Zamfirescu Racoti Predoiu Won in the Withdrawal of Two Minority Shareholders from Arta Culinara S.A. Cluj, a Company whose Shares Were Traded on RASDAQ
The court’s decision is a precedent, as it confirms that RASDAQ is not a regulated market
Bucharest, July 5, 2011 - Zamfirescu Racoti Predoiu (ZRP) won the case in which it represented two minority shareholders, holding together approximately 10% of Arta Culinara S.A. Cluj, a company traded on RASDAQ, helping them to have the withdrawal right recognized, under art. 134, paragraph 4 of the Companies Law (Law no. 31/1990). Initially, the company had denied them such right, under the special provisions of art. 242 of the Capital Market Law (Law no. 297/2004), on the grounds that they could have withdrawn from the company at any time by the sale of the equity interest freely held on the market.

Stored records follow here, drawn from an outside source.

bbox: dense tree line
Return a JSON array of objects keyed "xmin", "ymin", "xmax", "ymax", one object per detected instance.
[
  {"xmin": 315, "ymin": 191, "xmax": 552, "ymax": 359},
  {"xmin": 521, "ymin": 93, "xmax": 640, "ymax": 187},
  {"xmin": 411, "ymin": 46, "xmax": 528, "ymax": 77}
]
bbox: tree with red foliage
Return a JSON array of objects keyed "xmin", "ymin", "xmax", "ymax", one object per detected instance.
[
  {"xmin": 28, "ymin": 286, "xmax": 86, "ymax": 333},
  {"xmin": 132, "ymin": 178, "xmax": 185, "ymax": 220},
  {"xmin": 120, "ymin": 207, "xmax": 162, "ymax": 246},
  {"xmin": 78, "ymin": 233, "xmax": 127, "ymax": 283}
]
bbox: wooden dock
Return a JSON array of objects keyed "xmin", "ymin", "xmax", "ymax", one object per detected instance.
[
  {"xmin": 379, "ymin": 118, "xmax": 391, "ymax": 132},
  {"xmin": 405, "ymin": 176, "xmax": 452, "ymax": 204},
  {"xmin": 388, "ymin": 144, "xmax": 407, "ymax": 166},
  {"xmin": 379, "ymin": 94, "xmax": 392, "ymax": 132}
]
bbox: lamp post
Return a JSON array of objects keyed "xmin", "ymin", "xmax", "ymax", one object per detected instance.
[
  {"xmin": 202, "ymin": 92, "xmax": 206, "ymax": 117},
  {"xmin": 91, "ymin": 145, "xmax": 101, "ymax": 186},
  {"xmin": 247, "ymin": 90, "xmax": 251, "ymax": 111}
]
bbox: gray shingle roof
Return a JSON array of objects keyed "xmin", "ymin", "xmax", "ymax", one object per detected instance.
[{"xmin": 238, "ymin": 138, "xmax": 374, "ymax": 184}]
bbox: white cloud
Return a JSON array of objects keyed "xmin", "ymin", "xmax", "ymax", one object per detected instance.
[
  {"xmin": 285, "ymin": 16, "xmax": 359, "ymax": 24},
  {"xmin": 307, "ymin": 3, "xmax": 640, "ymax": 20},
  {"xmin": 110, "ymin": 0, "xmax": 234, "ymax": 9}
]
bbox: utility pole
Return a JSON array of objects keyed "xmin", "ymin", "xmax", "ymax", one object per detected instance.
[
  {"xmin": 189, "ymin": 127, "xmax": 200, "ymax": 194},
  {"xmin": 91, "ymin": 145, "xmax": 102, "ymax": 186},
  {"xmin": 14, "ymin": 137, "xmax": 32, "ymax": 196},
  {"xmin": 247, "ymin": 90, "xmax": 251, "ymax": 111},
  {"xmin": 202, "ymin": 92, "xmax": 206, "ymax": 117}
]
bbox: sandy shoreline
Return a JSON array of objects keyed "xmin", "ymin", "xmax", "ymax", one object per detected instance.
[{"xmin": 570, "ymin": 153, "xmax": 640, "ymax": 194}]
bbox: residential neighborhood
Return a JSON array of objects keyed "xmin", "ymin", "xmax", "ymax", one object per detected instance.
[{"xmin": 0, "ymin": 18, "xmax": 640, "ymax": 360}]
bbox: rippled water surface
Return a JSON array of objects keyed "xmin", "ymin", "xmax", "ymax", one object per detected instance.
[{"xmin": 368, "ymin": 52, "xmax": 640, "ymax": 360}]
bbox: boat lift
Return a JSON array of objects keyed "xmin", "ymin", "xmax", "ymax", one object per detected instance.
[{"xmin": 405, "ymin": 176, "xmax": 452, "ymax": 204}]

The High Court of Cassation and Justice confirmed, on June 22, 2011, the award delivered by Cluj Court of Appeals by which the appeal court recognized the right of withdrawal of the shareholders dissatisfied with the company’s merger. Thus, Arta Culinara S.A. had to follow the procedure instituted by the provisions of art. 134, paragraph 4 of Law no. 31/1990 and appoint an independent certified expert in order to establish the price that was to be paid for the shares of the ones exercising their withdrawal right.
ZRP represented the two shareholders, the team of attorneys involved in the settlement of this case being coordinated by Stan Tîrnoveanu, Senior Partner and Alina Tugearu, Senior Associate. ZRP team managed to convince the courts of law that, irrespective of the inexistence of clear legal provisions on this matter, the shareholder’s fundamental right to withdraw from a company whose activity does not correspond to the reason for which it has become shareholder, withdrawal right that has to be possible to be actually exercised, should prevail.
“The decisions of the High Court of Cassation and Justice and of Cluj Court of Appeals institute a precedent and mark the beginning of a practice in this matter. Both courts confirmed that the current legal statute of RASDAQ market does not allow its including in the notion of regulated market in the sense of art. 125 of Law no. 297/2004, which aspect had been, as a matter of fact, settled previously also by CNVM, the competent regulating authority, by several stands communicated in other disputes pending before the courts.
The court’s decision instituted a precedent that could allow now on any shareholder of a company traded on RASDAQ, which disagreed with the general meeting’s decision on the company’s merger or split-up and which wants to withdraw, make the company redeem its shares at a higher price than their real value.
If ZRP had not obtained a favorable solution, our client should have waited 23 years until it could have withdrawn from the company by sale of the entire equity interest on RASDAQ at a price 10 times lower than the one from the merger report.” (Stan Tîrnoveanu, Senior Partner)
Company’s shareholders requested the company to redeem their shares in exchange for a price that was to be established by an independent certified expert, but the company refused, on the grounds that its open company statute did not change after the merger and that the special provisions of art. 242 of Capital Market Law (recognizing the right to withdraw from a company traded on a regulated market only if, after merger or split-up, shareholders are allotted shares that are not admitted for trading on a regulated market) did not apply to them.
The decision delivered by the supreme court ended a dispute lasting from almost 2 years, in which period the team of attorneys of Zamfirescu Racoti Predoiu had to deal with complex legal issues relating to the mechanism of functioning of the regulated markets by relation to the uncertain status of RASDAQ market and the current legislative void.